Jianwen Su

Jianwen Su is a Professor of Computer Science at the University of California, Santa Barbara. He received his BS/MS degrees from Fudan University and his PhD degree from the University of Southern California. He held visiting positions at INRIA and Bell Labs, was/is an adjunct professor at Fudan, Peking, and Donghua Universities in China. His research concerns data modeling and query languages, scientific databases, formal verification, web services, and business process/workflow management. His current work focuses on modeling and analysis of business processes concerning compositions and management with an emphasis on fully incorporation of data in logical models. His work on data with nested structures, incremental query evaluation, constraint databases, web services, and data-centric workflow is widely known and cited. Dr. Su received two IBM Faculty Awards, was a keynote speaker at several international workshops/conferences including ICSOC 2012 and WS-FM 2013. He served/is serving on program committees of many conferences in databases (PODS, ICDT, VLDB, ICDE, EDBT, etc.) and services computing (ICSOC, BPM, WS-FM, ICWE, ICWS, etc.). He was a general co-chair of ICSOC 2013, the general chair of SIGMOD 2001, the PC chair of PODS 2009, and a program co-chair of a few other database/services computing conferences. He served on the Executive Committees of ACM SIGMOD and PODS, editorial boards for IJFCS and JCST, and is an associate editor of IJCIS.

Keynote Abstract

The conceptual elevation of data in business workflow modeling was first proposed by Nigam and Caswell in their 2003 paper. The research community responded to this new idea enthusiastically. In the past decade, there have been numerous research activities concerning the interactions between business workflow/activities and data in many aspects of business workflow management. Earlier work on workflow with data focused on development of workflow modeling languages that incorporate modeling of data needed for workflow, workflow modeling tools concerning formal verification and collaborative support for workflow, monitoring of KPIs, mining process models in presence of data, runtime workflow data management, business-process-as-a-service, etc. Many of these advancements have or will have impact on design/modeling, analysis, implementation of individual business workflow models in the development of workflow management (software) systems.
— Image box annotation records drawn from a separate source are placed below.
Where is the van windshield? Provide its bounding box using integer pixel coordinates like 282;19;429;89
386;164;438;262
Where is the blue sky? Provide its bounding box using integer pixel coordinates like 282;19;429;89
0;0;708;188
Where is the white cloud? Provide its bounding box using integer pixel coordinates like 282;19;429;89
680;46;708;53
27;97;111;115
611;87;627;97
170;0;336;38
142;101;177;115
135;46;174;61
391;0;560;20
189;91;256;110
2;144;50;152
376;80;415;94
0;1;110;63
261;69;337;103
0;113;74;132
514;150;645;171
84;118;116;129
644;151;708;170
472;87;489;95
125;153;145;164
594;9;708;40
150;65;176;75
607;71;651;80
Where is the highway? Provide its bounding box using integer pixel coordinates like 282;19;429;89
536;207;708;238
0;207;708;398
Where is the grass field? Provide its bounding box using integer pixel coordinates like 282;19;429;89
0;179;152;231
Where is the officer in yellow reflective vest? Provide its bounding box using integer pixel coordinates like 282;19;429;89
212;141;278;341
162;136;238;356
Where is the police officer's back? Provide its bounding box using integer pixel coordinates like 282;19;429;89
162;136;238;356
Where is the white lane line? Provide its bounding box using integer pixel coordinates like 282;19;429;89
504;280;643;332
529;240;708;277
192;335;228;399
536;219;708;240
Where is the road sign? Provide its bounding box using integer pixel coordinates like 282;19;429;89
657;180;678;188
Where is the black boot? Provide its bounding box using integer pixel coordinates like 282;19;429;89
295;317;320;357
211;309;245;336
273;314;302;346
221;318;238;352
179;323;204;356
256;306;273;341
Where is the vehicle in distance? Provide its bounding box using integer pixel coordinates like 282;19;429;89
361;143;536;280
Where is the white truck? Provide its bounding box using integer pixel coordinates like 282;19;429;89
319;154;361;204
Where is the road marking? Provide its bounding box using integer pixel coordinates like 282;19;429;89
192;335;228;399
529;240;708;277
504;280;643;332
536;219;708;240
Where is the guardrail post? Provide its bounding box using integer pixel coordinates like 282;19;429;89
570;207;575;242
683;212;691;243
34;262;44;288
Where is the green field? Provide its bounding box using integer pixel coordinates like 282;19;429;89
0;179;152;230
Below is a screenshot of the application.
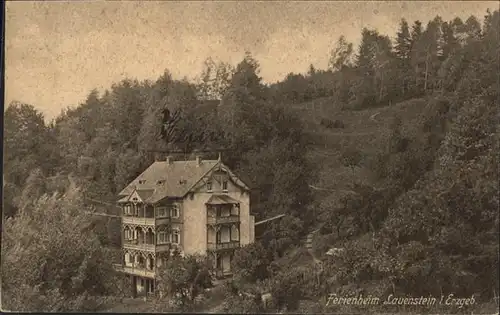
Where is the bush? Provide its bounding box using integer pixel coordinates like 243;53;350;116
320;118;345;129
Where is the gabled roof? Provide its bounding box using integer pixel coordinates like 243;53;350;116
118;160;248;203
206;195;240;205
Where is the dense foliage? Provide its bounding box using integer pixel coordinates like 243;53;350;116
2;7;500;313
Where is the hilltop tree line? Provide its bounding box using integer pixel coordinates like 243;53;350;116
2;11;500;313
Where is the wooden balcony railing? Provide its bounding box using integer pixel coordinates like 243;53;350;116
207;215;240;224
215;269;233;279
115;266;155;278
122;216;173;225
207;241;240;250
122;216;155;225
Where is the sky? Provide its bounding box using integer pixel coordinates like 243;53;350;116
5;1;498;119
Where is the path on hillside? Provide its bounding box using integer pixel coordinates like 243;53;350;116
304;229;321;265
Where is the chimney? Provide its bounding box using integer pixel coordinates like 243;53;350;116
154;152;161;162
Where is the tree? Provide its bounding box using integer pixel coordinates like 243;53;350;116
394;19;412;96
2;179;122;312
342;148;363;177
328;35;353;71
197;58;235;100
231;242;272;283
158;253;212;309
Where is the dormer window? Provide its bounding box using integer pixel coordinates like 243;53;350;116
170;204;180;218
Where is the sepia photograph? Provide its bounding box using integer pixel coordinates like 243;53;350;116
0;0;500;315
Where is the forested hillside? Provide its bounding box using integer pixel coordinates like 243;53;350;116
2;11;500;313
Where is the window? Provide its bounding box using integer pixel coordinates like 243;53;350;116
215;230;222;244
156;207;167;218
125;253;134;264
125;205;132;214
170;204;180;218
172;230;181;244
158;231;168;244
231;225;240;241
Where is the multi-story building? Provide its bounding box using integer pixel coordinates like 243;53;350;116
118;157;255;295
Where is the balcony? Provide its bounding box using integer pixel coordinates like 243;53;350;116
207;241;240;250
122;216;155;225
215;269;233;279
123;239;155;252
207;215;240;224
114;264;155;278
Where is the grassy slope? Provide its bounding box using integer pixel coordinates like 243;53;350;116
293;98;427;210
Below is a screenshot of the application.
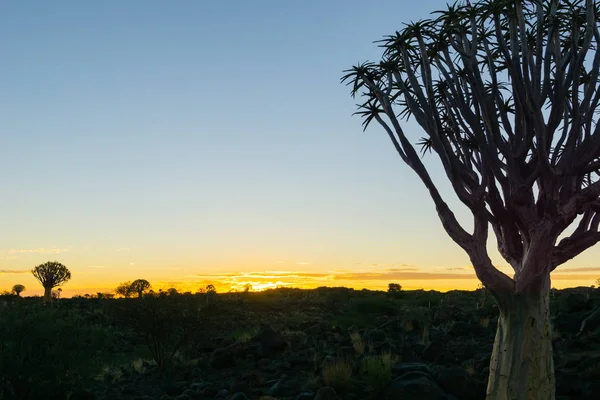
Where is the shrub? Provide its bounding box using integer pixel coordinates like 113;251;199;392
322;360;352;392
112;296;206;373
362;353;397;390
0;304;114;400
350;332;365;357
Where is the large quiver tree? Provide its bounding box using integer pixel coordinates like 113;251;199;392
129;279;152;298
343;0;600;400
31;261;71;303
However, there is still a lack of techniques for developing a suite of “interrelated” workflows, an important challenge for the second decade. Interrelated workflows are a cluster of workflows (models and/or enactments) that share data and other resources, are collectively constrained by regulations and policies, influence KPIs as a group, and likely execute in the same administrative organizations. Many current practical applications of workflow systems are in urgent need for tools and techniques for workflow clusters. In this talk, we formulate a broad “Enterprise Process Framework” (EPF) to address this need and outline a few initial technical details. An EPF combines techniques developed in data integration and data-centric workflow research, elevates data modeling from individual workflow models to a cluster of interrelated workflow models, considers runtime data management issues for all workflows in the group. We discuss several interesting research challenges arising from EPF. (This is a joint work with Lijie Wen and Jian Yang.)